Right.. look at Don Knuth's masterpiece :) Which contains different
algorithms, some of which are better suited to one machine architecture or
another.. that's why you'd rewrite the code.
I'd rather hardware just stayed the same for a few centuries so software
would have a chance to catch up :)
> You're laughing at my quest for English as a programming language.
> Perhaps you wrote COBOL at one time (I did). Perhaps you see some
> potential problems (Bob mentioned ambiguity). Perhaps you hated your
> high school English teacher.
How'd you guess? So bad I dropped out :) My college English professors
took a more cavalier attitude though. One of them said that grammar is
just a lousy attempt to describe the way we actually speak...
> But English would work. I wish I could be at the next Programming SIG
> and participate in a workshop where we could try some chalkboard
> programming in English and see if it was workable. I think it is.

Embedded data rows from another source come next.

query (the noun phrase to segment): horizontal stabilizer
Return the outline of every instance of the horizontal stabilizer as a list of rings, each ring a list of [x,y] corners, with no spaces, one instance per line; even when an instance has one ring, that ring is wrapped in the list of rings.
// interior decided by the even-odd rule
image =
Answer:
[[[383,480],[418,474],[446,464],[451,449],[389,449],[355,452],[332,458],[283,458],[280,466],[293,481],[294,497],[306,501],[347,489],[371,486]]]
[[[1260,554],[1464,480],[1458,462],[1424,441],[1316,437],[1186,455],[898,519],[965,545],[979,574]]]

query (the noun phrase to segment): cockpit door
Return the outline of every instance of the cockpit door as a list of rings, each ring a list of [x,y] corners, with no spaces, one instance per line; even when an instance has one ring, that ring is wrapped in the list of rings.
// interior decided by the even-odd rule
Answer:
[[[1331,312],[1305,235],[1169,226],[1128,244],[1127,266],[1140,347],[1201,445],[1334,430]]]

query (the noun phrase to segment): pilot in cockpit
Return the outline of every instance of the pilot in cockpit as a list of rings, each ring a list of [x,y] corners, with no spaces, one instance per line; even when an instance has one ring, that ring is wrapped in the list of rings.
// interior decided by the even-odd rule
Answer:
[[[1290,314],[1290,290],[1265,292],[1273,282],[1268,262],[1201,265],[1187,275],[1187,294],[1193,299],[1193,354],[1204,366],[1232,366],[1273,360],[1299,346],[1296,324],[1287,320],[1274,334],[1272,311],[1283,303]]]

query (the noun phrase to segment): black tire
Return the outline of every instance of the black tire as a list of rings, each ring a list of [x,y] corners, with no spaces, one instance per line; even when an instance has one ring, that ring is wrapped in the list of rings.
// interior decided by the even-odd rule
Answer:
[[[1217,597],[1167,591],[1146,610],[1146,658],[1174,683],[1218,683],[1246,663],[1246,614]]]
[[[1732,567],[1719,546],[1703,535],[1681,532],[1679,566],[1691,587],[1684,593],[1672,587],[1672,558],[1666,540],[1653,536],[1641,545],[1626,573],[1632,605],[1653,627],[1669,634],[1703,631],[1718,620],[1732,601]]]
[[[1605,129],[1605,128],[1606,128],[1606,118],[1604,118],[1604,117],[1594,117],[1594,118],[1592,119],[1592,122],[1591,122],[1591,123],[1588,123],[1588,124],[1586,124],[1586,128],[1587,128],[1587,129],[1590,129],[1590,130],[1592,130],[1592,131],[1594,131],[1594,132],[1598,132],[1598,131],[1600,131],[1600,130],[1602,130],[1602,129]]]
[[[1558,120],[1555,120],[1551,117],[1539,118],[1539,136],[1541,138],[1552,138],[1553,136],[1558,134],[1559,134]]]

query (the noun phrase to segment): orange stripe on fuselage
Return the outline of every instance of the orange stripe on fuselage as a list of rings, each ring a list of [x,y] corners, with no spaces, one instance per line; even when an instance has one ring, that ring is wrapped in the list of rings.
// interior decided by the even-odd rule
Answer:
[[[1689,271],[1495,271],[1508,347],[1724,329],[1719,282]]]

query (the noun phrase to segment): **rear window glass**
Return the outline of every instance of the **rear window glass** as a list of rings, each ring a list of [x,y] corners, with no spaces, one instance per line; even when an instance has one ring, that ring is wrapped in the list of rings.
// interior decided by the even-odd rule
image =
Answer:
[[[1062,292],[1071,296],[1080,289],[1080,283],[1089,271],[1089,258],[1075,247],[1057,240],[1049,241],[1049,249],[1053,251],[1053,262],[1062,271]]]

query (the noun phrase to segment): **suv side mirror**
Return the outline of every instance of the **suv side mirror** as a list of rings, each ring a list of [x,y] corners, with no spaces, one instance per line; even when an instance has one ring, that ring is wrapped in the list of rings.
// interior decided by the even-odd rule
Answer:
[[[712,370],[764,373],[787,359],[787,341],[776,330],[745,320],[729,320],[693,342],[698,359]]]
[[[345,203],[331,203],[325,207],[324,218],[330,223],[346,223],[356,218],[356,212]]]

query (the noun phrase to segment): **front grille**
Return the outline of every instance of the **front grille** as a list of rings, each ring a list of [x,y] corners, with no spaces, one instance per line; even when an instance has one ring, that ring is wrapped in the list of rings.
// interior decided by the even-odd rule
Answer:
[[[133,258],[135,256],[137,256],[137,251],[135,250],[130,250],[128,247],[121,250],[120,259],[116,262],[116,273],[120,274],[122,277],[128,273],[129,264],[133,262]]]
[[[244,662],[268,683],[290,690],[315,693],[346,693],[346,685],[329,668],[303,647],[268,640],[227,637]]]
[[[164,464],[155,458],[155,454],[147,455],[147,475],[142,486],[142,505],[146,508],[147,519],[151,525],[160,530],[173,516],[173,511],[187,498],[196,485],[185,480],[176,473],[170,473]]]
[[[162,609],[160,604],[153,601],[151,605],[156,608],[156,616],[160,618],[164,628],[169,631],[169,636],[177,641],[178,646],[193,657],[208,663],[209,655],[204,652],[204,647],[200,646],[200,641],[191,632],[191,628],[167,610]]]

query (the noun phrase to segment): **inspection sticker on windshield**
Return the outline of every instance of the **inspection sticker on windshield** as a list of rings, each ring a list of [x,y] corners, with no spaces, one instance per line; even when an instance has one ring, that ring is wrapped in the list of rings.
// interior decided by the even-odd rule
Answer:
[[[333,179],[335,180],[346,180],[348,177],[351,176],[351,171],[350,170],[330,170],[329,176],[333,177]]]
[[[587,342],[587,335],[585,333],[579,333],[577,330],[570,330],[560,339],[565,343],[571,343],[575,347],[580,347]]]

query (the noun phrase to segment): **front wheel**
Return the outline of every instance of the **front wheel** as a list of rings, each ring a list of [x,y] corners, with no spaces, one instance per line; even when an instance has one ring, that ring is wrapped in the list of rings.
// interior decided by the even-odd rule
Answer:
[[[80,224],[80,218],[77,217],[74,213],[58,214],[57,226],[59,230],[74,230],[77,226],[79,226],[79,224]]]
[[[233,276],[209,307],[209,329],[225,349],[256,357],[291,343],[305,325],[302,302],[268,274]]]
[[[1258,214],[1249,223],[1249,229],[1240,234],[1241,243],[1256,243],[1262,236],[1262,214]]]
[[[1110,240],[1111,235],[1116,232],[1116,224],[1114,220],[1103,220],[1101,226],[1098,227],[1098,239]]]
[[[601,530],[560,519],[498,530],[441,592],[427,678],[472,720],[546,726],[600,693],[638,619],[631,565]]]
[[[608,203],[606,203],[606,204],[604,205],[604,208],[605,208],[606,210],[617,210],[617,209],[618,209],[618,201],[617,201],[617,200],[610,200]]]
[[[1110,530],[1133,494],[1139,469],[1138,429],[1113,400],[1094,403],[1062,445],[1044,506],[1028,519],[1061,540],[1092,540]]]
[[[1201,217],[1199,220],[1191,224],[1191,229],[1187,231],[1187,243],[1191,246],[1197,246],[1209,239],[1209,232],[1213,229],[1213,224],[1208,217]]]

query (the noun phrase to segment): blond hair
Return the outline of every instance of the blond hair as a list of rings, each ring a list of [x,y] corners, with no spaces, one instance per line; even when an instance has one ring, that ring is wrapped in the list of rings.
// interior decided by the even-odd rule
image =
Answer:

It works for describing algorithms to humans.. math, flowcharts and
diagrams help.. but it takes Real(tm) 100% Natural Intelligence to
understand English. Maybe a less bastardized language (like Spanish or
Gaelic) or an "artificial" trade language (Swahili?) would work better,
but they still use idiom and metaphor. Computers are machines; they can
only process mechanical instructions. So you have to impose some serious
restrictions on English, and you end up with COBOL or Pascal or BASIC,
which definitely leave something to be desired!